Cut regulations. The federal government’s micromanagement of people and the economy is strangling the economy. The sheer number of regulations makes it difficult for all but the biggest businesses to comply, sticks expensive unfunded mandates like Obamacare on individuals and businesses, discourages competition and increases government spending to pay for more regulators.
During the Thanksgiving holiday, the Obama administration released 3,145 new regulations. In fact, the number of regulations issued in the first five years of the Obama administration was 153 percent higher than in the Bush administration and its getting worse.
For example, the FDA finalized new regulations on menu and vending machine calorie labeling. It will end up costing the restaurant and vending machine industry hundreds of millions of dollars to comply. Those costs will either be absorbed by the industry (further reducing their already razor-thin profit margins and jeopardize businesses and jobs) or be passed on to the consumer. Either way, it will hurt economic growth. It might be a good idea to calorie label, but is government intervention the best way to do it? I contend that the market will calorie label voluntarily when it becomes a profit enhancer to entice health-conscious consumers to their restaurants and products.
Cutting regulations does not cost money. Instead, it boosts the economy, increases compliance and curbs crony capitalism.
Normalize monetary policy. It will be tough to wean the U.S. economy of fiat currency stimulus policies. Wall Street is addicted to the cheap money and the federal government revels in the freedom to print money AND have no accountability for doing so.

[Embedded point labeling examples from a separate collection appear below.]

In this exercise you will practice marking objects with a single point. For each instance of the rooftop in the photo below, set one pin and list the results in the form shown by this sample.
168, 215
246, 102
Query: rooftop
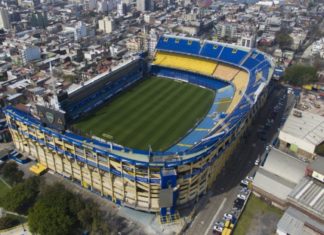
309, 195
294, 222
280, 174
307, 126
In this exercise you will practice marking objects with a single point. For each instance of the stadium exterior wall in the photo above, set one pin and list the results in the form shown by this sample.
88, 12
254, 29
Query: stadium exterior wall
131, 183
144, 180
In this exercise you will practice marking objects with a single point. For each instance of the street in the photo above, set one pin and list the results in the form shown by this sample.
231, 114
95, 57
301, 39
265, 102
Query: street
219, 200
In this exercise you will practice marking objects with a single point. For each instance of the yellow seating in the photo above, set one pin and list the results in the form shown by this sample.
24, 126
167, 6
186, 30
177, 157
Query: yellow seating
185, 62
225, 72
240, 83
38, 169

The Fed has already stopped the quantitative easing programs and is waiting for the most opportune time to raise interest rates. It still has to unwind $4.5 trillion in excess liquidity. It has not figured out how to do that, let alone address the sizable impact on the economy. Eventually, the bonds and mortgage-backed securities the Fed purchased need to be sold back to financial institutions and the proceeds used to cancel out the money printed to buy them in the first place. This could take decades.
Future problems could be avoided by having sound money policies. One option is to return to an exchange relationship to gold. Gold has intrinsic value determined by market forces. The other option is taking the ability to print money away from the federal government and leaving it to the free market. That is most effectively accomplished by cryptocurrencies like bitcoin.
Promoting a sound currency would accelerate normalizing monetary policy. That would boost the economy by separating money from politics and its manipulation by the federal government.
Conclusion. Overdosing on the wrong drug might improve the feeling of wellness temporarily. But eventually, the boost in well-being fades like a mirage and the patient is left with awful side effects. Huge doses of government intervention have been tried and the mediocre improvement has fallen short of full economic health. It is economic malpractice to increase the dosage, which will worsen the epidemic so that even healthy nations will eventually succumb to the contagion.
If nations, including the United States, are not satisfied with modest economic growth being the new normal, then the prescription needs to change. Given that the cause of the economic malaise was government intervention, the cure is a healthy dose of the free market.